Une commission d’enquête parlementaire débute ce mardi ses travaux pour évaluer la dépendance de la France aux géants du numérique.

Face à la domination des puissances numériques américaines et chinoises et dans un contexte géopolitique de plus en plus tendu, l’Assemblée nationale lance ce mardi 10 mars 2026 une commission d’enquête sur la souveraineté numérique de la France. Initiée par le groupe Écologiste et Social, cette commission vise à identifier les « dépendances structurelles et les vulnérabilités systémiques » qui menacent l’indépendance du pays.

Les travaux, qui se poursuivront jusqu’au mois de mai, sont présidés par Philippe Latombe, député du groupe Démocrate (MODEM et indépendants), et ont pour rapporteure Cyrielle Chatelain, présidente du groupe Écologiste et Social. Cette configuration transpartisane souligne l’importance stratégique du sujet pour l’ensemble des forces politiques.

Un enjeu stratégique dans un contexte mondial instable

La création de cette commission intervient à un moment jugé critique. « À l’heure de la montée en puissance des régimes autoritaires, de l’accélération des conflits politiques sur la scène internationale et de la remise en cause sans précédent du droit international, il est indispensable de travailler à notre autonomie numérique », souligne le communiqué du groupe Écologiste. La domination exercée par les États-Unis et la Chine sur des pans entiers du secteur numérique est perçue comme la construction d’une « super puissance stratégique ».

Les parlementaires s’inquiètent notamment de la course effrénée à la captation et à la manipulation des données des utilisateurs, qui représente des menaces grandissantes tant pour les libertés individuelles que pour la sécurité collective de la nation.

La pression croissante du lobbying de la Tech

La commission d’enquête s’ouvre dans un climat de pression accrue sur les régulations européennes. Le retour au pouvoir de Donald Trump aux États-Unis s’est accompagné de demandes explicites visant à affaiblir les cadres de protection des données en Europe.

Parallèlement, l’influence des géants de la technologie ne cesse de croître à Bruxelles. Selon les chiffres cités, l’industrie de la Tech a dépensé 151 millions d’euros en lobbying européen en 2025, soit trois fois plus que le lobby pharmaceutique. Une propagande qui, selon les instigateurs de la commission, se dissimule derrière des termes comme « simplification » et « compétitivité » pour faire avancer ses intérêts.

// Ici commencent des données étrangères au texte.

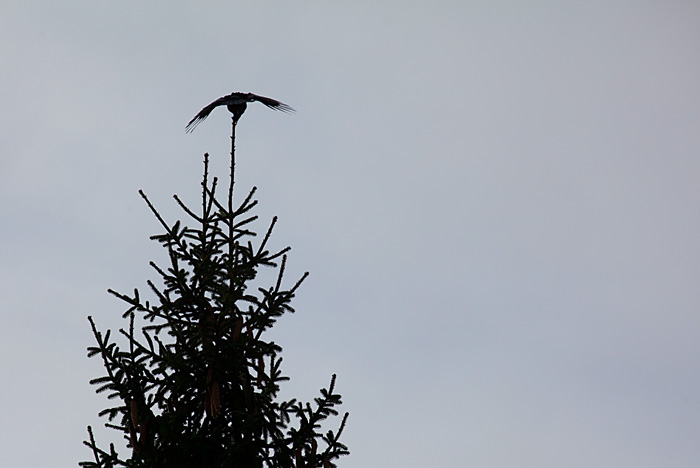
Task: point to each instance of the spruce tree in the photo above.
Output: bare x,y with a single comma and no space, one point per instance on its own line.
193,378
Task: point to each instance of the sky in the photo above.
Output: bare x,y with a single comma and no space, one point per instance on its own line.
497,203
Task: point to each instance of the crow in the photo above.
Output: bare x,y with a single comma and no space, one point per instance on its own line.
236,104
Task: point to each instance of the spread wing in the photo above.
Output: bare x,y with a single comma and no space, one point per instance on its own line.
273,104
204,113
235,99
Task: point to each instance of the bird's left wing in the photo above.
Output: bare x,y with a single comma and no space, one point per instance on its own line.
203,114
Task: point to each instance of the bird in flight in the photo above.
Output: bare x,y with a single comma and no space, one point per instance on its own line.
236,104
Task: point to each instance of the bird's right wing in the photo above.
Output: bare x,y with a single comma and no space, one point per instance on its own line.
272,103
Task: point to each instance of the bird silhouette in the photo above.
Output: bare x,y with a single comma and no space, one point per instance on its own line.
236,104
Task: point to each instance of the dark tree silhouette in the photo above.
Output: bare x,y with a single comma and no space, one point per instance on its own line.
198,386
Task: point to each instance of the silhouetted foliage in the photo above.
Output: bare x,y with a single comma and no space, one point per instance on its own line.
196,384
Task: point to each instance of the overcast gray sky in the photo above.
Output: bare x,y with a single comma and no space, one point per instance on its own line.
497,202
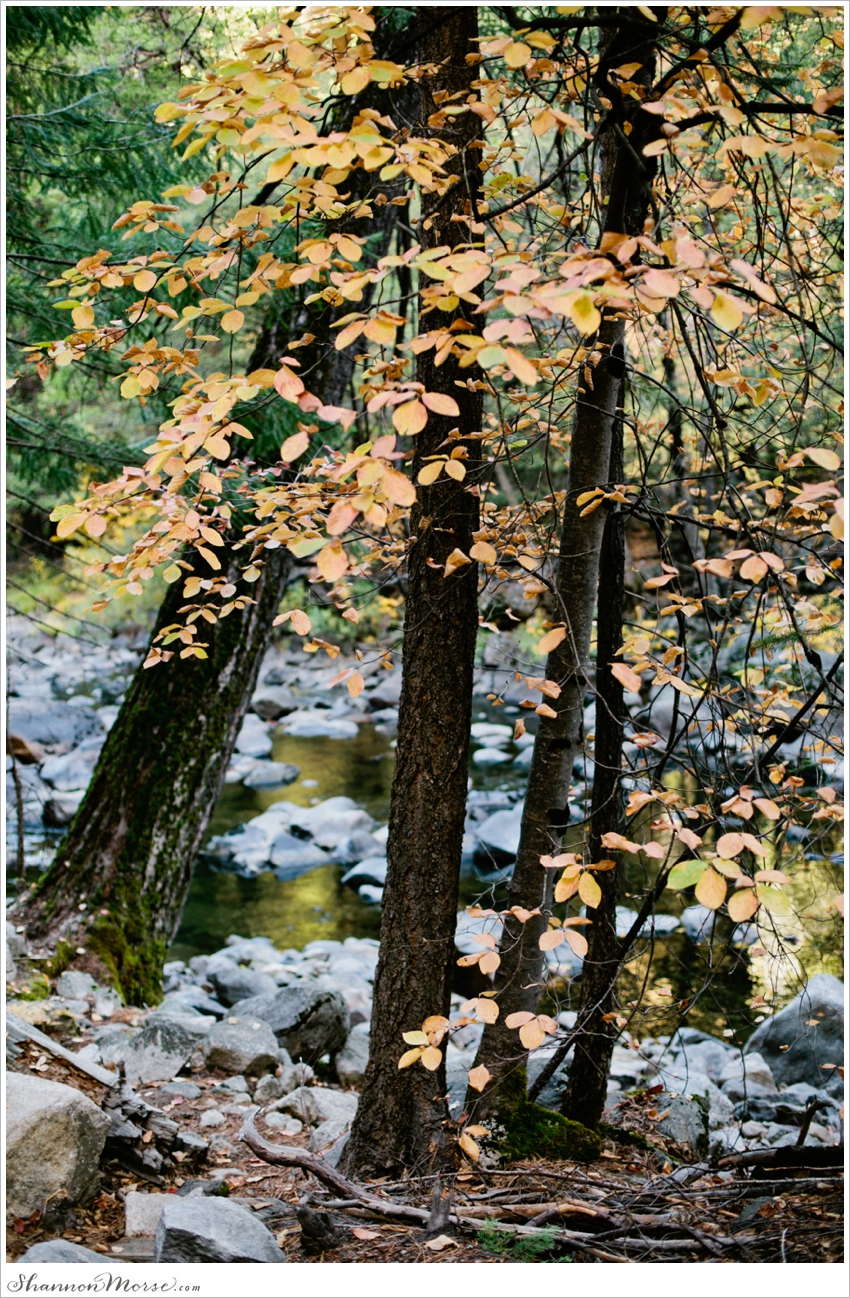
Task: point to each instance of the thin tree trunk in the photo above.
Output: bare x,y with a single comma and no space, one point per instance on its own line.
401,1116
587,1089
624,191
121,875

Trois axes d’investigation pour un diagnostic précis

Afin de mesurer objectivement les faiblesses structurelles de la France, les députés auditionneront un large éventail d’acteurs : représentants publics, chercheurs, spécialistes des technologies, dirigeants de multinationales du numérique et défenseurs des libertés. Les investigations s’articuleront autour de trois axes principaux :

  1. La dépendance des administrations publiques et des opérateurs d’importance vitale (OIV) vis-à-vis des GAFAM (Google, Apple, Facebook, Amazon, Microsoft).
  2. La maîtrise réelle de la France sur ses infrastructures numériques stratégiques (câbles, data centers, cloud).
  3. Les faiblesses structurelles en matière de protection des données des citoyens français et les solutions concrètes pour y remédier.

Des auditions inaugurales de haut niveau

Les travaux de la commission débutent dès ce mardi après-midi au Palais-Bourbon. La première audition, à 13 heures, est celle d’Henri Verdier, ancien Ambassadeur pour le numérique et actuel directeur général de la fondation Inria, un acteur clé de la recherche publique dans les sciences du numérique.

Elle sera suivie à 14 heures d’une table ronde réunissant deux experts reconnus : David Chavalarias, directeur de recherche au CNRS et directeur de l’Institut des systèmes complexes de Paris Île-de-France, ainsi que Robin Berjon, informaticien et directeur de l’agence Supramundane. Leurs analyses initiales devraient permettre de poser les premiers jalons d’un diagnostic qui s’annonce crucial pour l’avenir de l’indépendance française.